The most common cause of the subluxation is from sudden traction placed on the distal radius causing the annular ligament to slip over the head of the radius and trapping it in the radiohumeral joint. This occurs most frequently when axial traction is placed on a pronated forearm as when an adult pulls a child quickly by one arm or is swung by the arm. Although this is the classic story it is only present 50 percent of the time.
As the child develops the annular ligament becomes thicker and is much less likely to be displaced causing the subluxation (around 5 years of age).
A child with a radial head subluxation will usually hold their affected arm close to their body with the elbow slightly flexed and their forearm pronated. The child often will not complain of pain in the arm unless an attempt is made to move the elbow. Often there is no elbow pain, even with passive range of motion, although some children will have pain on the lateral aspect of the radial head. Almost always there is pain with supination of the forearm.
Radial head subluxation is a clinical diagnosis that does not require x-rays. However, fractures and other dislocations can sometimes have similar presentations. X-rays should be obtained only if the history and physical exam are not consistent with the diagnosis.

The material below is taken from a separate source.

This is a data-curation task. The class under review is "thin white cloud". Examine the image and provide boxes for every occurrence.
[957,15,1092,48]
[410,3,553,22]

Both hyperpronation and supination/flexion have been shown to be effective methods of reduction. There have been several studies and a metaanalysis looking at the likelihood of reduction. Pronation resulted in statistically significantly less failure than supination (21/177 versus 47/181, risk ratio 0.45; 95% confidence interval 0.28 to 0.73). In addition, the studies pointed towards decreased pain with hyperpronation.
Most patients are able to tolerate the procedure without analgesia or sedation. However, it is important to tell the caregivers ahead of time that although brief, there is a small amount of pain associated with the procedure.
Patients who have had one radial head subluxation are more likely to have another event if they sustain a similar mechanism (27 – 39 percent). Usually by four or five years of age the annular ligaments strengthens and the likelihood of the subluxation become much less.
If after several attempts reduction is still elusive, the provider should obtain x-rays of the arm for potential fractures. If the x-rays are normal and the child still refuses to use the arm they should have the arm slinged and a referral should be made to an orthopedist. Of note, there are no long-term sequelae that have been reported for unreduced subluxations.